Он с ненавистью оглядел выжженные солнцем просторы, которые лишь местами оживляли транзитом «перекати-поля». Но звуки не прекратились даже после того, как Якин энергично прочистил уши.
– В каком звенит, комиссар?
Комиссар ухмыльнулся.
– В обоих! Ты лучше погляди на горизонт!
– Глаза бы уже не глядели!
– Ну, на это стоит.
Якин нехотя припал к биноклю.
– Мать твою: аэроплан! Честное слово, аэроплан!
Это действительно был аэроплан, посланный из Киева
по распоряжению командарма. Воробьёв прежде времени справлял по себе панихиду: «красные» поверили его карте. Да и как им было не поверить, если впридачу к ней Кобылевский снабдил засланца подлинной картой другого участка фронта. Того самого, где оборону держал пехотный полк, буквально накануне отправки Воробьёва в полном составе перебежавший на сторону «красных». Большой беды в раскрытии этого, уже не секрета, не было – а вот пользу он принёс. В штабе «красных» сопоставили «дополнение» с фактом – и поверили главной карте, с намеченным «участком прорыва Слонова»!
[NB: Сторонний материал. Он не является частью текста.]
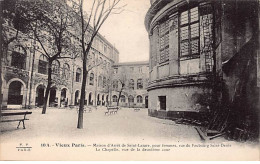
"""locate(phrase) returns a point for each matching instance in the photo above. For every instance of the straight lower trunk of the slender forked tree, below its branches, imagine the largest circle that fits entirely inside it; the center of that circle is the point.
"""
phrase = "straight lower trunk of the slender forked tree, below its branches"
(82, 95)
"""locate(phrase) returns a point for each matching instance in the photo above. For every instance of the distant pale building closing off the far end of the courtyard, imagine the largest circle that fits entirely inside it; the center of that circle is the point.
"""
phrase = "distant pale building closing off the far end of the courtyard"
(131, 79)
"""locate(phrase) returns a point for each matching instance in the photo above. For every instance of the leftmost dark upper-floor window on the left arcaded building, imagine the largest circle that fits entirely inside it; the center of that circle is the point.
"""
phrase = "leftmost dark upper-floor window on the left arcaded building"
(18, 60)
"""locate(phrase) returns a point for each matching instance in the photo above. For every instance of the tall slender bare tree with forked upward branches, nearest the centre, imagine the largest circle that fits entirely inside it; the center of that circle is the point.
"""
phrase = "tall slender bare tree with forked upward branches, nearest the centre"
(99, 12)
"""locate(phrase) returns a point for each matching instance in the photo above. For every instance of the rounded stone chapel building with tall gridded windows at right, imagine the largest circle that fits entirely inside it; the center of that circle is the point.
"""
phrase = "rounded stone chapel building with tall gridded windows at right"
(203, 58)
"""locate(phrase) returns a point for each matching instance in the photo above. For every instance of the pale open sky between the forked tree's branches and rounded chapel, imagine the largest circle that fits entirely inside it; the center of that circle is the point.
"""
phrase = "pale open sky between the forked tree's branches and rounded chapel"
(127, 31)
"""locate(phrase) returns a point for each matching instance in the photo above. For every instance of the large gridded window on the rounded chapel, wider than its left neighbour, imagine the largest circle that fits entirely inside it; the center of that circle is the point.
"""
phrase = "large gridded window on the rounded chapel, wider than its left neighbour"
(189, 33)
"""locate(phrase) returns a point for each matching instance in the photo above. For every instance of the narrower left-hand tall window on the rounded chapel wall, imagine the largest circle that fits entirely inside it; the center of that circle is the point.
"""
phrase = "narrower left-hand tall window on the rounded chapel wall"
(164, 41)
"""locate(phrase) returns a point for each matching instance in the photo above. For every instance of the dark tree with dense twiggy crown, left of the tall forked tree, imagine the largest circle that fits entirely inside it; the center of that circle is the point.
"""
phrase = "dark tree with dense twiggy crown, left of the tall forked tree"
(50, 24)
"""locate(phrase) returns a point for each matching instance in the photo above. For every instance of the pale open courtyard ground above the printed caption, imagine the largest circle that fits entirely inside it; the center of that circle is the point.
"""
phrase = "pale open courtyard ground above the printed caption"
(126, 124)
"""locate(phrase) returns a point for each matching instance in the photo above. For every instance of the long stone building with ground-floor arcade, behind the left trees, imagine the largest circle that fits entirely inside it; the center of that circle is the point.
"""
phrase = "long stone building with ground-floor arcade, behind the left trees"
(24, 74)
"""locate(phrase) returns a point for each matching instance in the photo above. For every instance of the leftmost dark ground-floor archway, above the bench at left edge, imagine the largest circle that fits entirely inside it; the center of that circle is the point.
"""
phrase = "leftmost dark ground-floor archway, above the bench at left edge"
(15, 96)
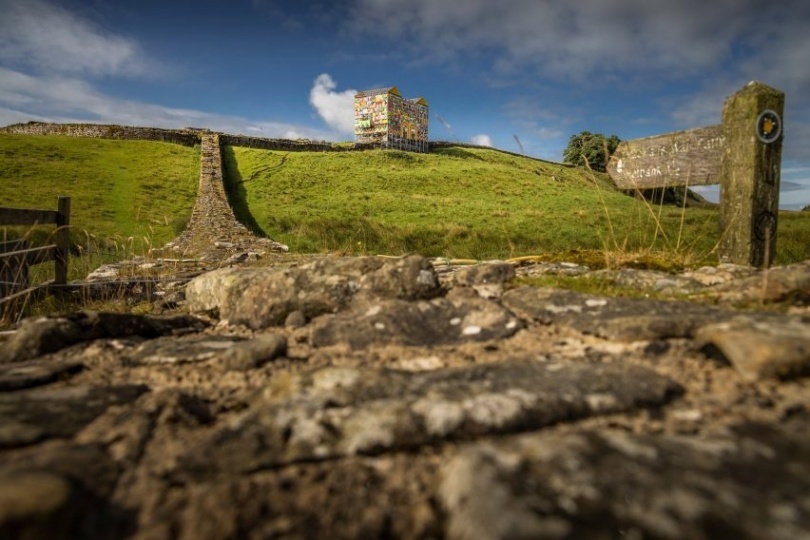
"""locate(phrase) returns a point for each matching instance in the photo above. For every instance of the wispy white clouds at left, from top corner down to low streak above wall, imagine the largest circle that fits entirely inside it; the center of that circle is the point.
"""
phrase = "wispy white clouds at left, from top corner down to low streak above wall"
(49, 57)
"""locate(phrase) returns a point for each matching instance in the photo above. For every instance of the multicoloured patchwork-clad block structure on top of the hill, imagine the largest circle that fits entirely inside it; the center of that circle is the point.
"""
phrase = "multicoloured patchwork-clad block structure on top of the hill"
(383, 117)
Исторгая из себя бензиновые выхлопы, аэроплан с треском приземлился на ровную, как стол, поверхность степи, и, совершив короткую пробежку, громко чихнул и остановился. Из кабины вылез хрестоматийный авиатор: облачённый во всё кожаное, усатый и пожилой. По причине избыточных габаритов, он с трудом спустился на землю, и шумно отдуваясь, направился к стоящим невдалеке командирам.
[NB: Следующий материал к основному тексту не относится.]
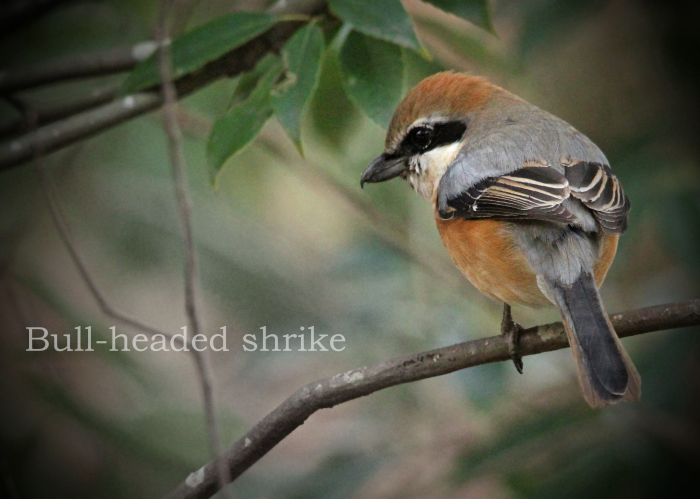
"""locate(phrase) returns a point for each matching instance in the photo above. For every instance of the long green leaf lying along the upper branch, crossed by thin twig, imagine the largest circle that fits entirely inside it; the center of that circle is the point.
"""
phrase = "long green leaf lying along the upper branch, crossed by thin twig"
(203, 44)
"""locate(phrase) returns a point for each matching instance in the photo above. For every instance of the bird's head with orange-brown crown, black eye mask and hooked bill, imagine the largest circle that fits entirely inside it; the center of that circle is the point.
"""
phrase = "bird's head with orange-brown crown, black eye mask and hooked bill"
(428, 130)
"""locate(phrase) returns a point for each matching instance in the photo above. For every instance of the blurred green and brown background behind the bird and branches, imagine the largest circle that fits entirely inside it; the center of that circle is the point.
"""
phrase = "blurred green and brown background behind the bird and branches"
(286, 242)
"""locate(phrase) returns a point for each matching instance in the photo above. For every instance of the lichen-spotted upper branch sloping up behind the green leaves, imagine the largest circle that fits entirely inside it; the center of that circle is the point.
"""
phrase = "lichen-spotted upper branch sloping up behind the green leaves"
(63, 133)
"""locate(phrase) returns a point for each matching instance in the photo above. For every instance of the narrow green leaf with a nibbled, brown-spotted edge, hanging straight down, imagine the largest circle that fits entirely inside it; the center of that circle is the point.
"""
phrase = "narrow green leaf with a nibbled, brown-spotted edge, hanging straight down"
(302, 57)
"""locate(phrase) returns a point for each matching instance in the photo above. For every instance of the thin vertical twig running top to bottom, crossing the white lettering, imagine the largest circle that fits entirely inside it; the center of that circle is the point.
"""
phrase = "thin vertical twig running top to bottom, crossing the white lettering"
(191, 274)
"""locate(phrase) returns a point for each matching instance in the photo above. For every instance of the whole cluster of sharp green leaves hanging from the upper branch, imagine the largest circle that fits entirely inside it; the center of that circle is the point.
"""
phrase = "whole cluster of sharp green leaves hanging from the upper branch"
(376, 46)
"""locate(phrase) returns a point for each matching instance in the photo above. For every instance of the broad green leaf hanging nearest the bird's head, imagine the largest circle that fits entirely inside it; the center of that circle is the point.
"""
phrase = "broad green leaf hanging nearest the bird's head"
(373, 75)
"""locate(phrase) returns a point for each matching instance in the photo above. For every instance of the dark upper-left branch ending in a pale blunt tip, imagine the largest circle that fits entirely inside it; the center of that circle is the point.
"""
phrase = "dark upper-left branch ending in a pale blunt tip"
(82, 66)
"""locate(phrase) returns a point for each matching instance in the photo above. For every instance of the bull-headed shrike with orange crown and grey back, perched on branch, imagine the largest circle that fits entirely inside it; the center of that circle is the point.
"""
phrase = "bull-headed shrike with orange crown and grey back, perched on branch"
(527, 207)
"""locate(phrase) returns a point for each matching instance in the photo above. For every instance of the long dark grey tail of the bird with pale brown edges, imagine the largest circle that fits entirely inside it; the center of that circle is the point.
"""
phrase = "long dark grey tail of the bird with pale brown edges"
(604, 369)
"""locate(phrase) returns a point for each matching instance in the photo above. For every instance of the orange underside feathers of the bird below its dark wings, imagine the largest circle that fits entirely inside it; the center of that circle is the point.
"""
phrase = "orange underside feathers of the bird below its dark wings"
(488, 255)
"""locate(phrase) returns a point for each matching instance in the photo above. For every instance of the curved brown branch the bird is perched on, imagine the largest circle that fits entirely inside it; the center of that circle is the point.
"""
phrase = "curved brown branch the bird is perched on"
(357, 383)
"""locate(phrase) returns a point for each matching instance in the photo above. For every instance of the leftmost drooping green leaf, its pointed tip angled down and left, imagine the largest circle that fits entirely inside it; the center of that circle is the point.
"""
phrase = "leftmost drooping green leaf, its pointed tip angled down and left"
(237, 128)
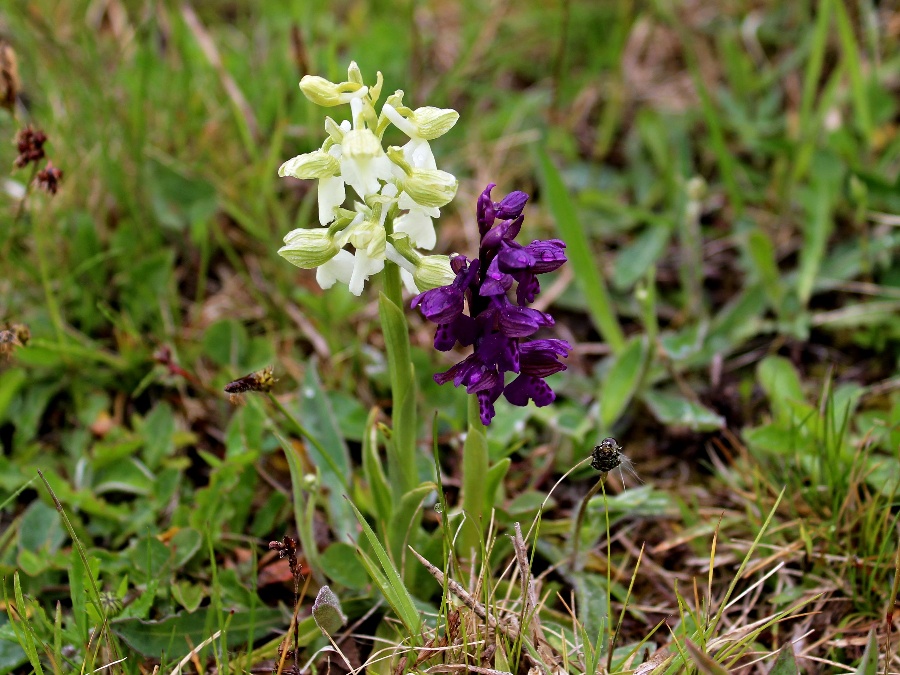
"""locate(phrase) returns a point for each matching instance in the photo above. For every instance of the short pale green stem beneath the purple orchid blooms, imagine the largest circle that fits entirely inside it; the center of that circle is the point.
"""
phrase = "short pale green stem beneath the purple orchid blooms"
(474, 480)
Болтая на ходу объёмистым кожаным планшетом, он подошёл к Якину, сразу выделив его из общей группы. Нет, это произошло не благодаря его дедуктивным талантам, а исключительно в силу ярких семитских черт того, кто был урождён Ионой Яхером.
– Вы будете товарищ Якин?
– А какой чёрт может быть ещё здесь? – «вежливо представился» командующий группой.
Вполне удовлётворённый ответом, пилот расстегнул планшет и извлёк из него пакет, наделённый многочисленными сургучными кляксами.
– От командующего армией – лично Вам!
Не утруждая себя последовательностью операций, Якин решительно вскрыл пакет. По той же методе, по которой Александр Македонский «развязывал» узел. Пробежав глазами текст, он сперва длинно «высказался по-русски» – и лишь затем перешёл на русский.
– Ну, сволочи! Нет, ну ты посмотри на этих умников!
«Посмотреть» было предложено комиссару. Тот ознакомился с бумагой – и «высказался» бровями.
– Вот именно! – обошёлся без перевода Якин. – Это ж – какой крюк!
Следующая тирада была опять не для печати.
– Мы и так едва ли не на брюхе ползём – а нам предлагают ещё «немножко прогуляться»! Так: «всего несколько десятков вёрст» в сторону от маршрута! Нет, ну не сволочи, а?
– Сволочи!
Комиссар решительно подтвердил то, что «народ и партия – едины!» Даже – в нецензурных выражениях.
– Но…
– ???
Это ему – Якин. На тему: «какие, ещё, могут быть «но»?!